Buku Dorie ini baru saya punya beberapa minggu tapi saya sudah ketagihan. Bahasanya simple banget dengan logika pembuatan yang masuk akal. Yang saya suka adalah ia memberikan ruang untuk mencoba dengan bahan lain (dia memakai "playing around") dan juga bagaimana menyimpan dan ketahanan kue setelah dibuat. Photonya juga terkesan "rumahan" banget dengan tata cahaya seadanya dan piranti dapur yang udah dipakai bertahun-tahun. Kliatan lebih rustic dan sederhana. Ngga heran jika orang sini membandingkan head-to-head dengan buku Martha.
Saya akui kekuatan photo/ilustrasi cukup membuat saya memutuskan mencoba atau tidak. Tapi tingkat kesulitan dan juga kompleksitas memasak menjadi pertimbangan berikutnya. Sebagai pemula, saya memilih yang gampang atau sedang. Disisi lain saya juga pengen belajar dari bawah, memahami basic cooking dengan baik dan benar. Apalagi saya punya rasa gamang jika gagal.
Seperti photography, cooking dan baking ternyata berjalan mirip. Semakin banyak latihan semakin terasah. Semakin memahami tiap material semakin kita bisa berimprovisasi. Kok jadi inget material kayu, baja, besi, beton yah. Masing-masing punya kelemahan dan kelebihannya. Satu pas untuk ini, yang satu lebih bagus buat itu.
Soal buku Dorie, nampaknya saya belajar banyak dari logika dia. Dan itu pas banget dengan style saya yang ngga terlalu ketat atau sebagai pemula di negeri ini. Tidak terlalu menggurui tapi lebih sebagai partner memasak.
Hingga sekarang saya lebih suka mencoba lewat buku. Entahlah, mungkin karena saya hobi baca. Resep di internet saya cari jika untuk membandingkan hasilnya. Atau udah kebelet pengen dapet tapi ngga jamin jadi. Mencoba lewat acara TV? big NO NO NO. Saya ngga bisa konsen. Saya lebih suka lihat teknis2 seperti Jamie yang mengajarkan memasak di oven alami di luar rumah ala Itali. Bukan pengen masaknya tapi pengen membuat oven dari lempung atau batu bata.

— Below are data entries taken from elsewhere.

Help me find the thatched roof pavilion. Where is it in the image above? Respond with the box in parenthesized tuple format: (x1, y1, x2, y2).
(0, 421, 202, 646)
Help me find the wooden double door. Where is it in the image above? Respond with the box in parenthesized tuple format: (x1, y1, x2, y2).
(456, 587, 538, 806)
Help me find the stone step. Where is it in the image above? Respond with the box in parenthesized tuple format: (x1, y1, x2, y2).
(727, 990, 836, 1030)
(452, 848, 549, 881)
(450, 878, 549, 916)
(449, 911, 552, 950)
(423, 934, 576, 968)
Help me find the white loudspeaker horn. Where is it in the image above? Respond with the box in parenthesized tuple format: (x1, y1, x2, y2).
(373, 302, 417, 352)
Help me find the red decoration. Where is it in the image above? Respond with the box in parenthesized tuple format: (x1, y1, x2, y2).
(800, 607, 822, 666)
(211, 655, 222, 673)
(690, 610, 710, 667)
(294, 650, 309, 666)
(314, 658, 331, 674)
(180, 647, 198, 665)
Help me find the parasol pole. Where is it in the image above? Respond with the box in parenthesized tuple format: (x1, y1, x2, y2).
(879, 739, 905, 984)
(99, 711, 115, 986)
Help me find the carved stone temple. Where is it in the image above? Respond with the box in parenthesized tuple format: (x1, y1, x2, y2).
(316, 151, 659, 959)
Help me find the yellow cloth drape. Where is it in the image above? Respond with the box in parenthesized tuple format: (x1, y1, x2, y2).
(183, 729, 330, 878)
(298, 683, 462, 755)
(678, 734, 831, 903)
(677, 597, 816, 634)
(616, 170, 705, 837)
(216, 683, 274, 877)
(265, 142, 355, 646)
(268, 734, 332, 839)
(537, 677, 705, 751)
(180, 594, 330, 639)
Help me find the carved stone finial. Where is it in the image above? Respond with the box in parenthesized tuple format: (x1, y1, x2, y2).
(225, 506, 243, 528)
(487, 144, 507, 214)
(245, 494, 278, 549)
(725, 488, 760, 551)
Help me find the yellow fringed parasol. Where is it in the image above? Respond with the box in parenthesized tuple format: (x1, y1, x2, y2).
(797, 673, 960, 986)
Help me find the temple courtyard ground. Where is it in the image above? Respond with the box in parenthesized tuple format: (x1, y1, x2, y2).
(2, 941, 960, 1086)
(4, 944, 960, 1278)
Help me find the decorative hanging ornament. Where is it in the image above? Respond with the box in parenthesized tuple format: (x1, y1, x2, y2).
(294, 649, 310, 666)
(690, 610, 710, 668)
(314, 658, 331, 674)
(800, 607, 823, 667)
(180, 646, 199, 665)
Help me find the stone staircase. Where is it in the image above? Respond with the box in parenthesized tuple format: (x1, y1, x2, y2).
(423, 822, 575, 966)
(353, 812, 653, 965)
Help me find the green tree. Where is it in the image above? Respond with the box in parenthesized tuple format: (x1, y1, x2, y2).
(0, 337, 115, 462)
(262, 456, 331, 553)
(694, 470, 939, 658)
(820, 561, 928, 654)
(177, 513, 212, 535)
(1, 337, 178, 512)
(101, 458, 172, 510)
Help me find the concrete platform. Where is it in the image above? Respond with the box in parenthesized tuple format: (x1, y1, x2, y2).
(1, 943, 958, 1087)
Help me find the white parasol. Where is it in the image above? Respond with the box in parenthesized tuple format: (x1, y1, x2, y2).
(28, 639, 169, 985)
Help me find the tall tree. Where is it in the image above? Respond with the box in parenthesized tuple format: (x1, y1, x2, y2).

Ada dua lagi buku resep dari Inggris (bawaan) yang saya lihat yakni River Cottage-nya Hugh Fearnley dan Food Heroes-nya Rick Stein. Keduanya saya suka acara di teve, tapi bukunya tampil beda. Hugh isinya seperti kitab, tebel banget dengan detail yang luar biasa. Bahkan kadang cerita tentang kehidupannya di peternakan organik. Sedang Rick Stein mencoba lebih lokal, yakni mencari bahan terbaik yang ada disekitar kita.
Buku Direktori Food Heroes berisi para penghasil bahan memasak dari peternakan Scotland hingga Irlandia. Style-nya betul2 homemade. Salah satu signature yang membedakan adalah Rick Stein ini suka banget memasak seafood. Jadi emang pas dengan kami yang penghobi ikan. Sedang Hugh sangat bergaya peternakan alias makan apa aja termasuk kelinci, burung pheasant, burung puyuh atau kalkun.
Cuma itu tadi, selebriti chef belum tentu menghasilkan buku resep yang oke. Itu sih tergantung gaya mereka memasak dan juga bagaimana cara pengerjaan dan logika pembuatan juga lingkungan (negara, environment) dimana mereka dibesarkan. Di US sini ada Rachel Ray atau Barefoot Contessa. Banyak sekali pengagum Rachel, karena gampang dan cenderung fast-food style yang jelas beda banget dengan saya.
Well, kembali ke kitanya. Enak dilihat dan ditonton itu beda dengan enak dibuat in my perpective as beginner cook.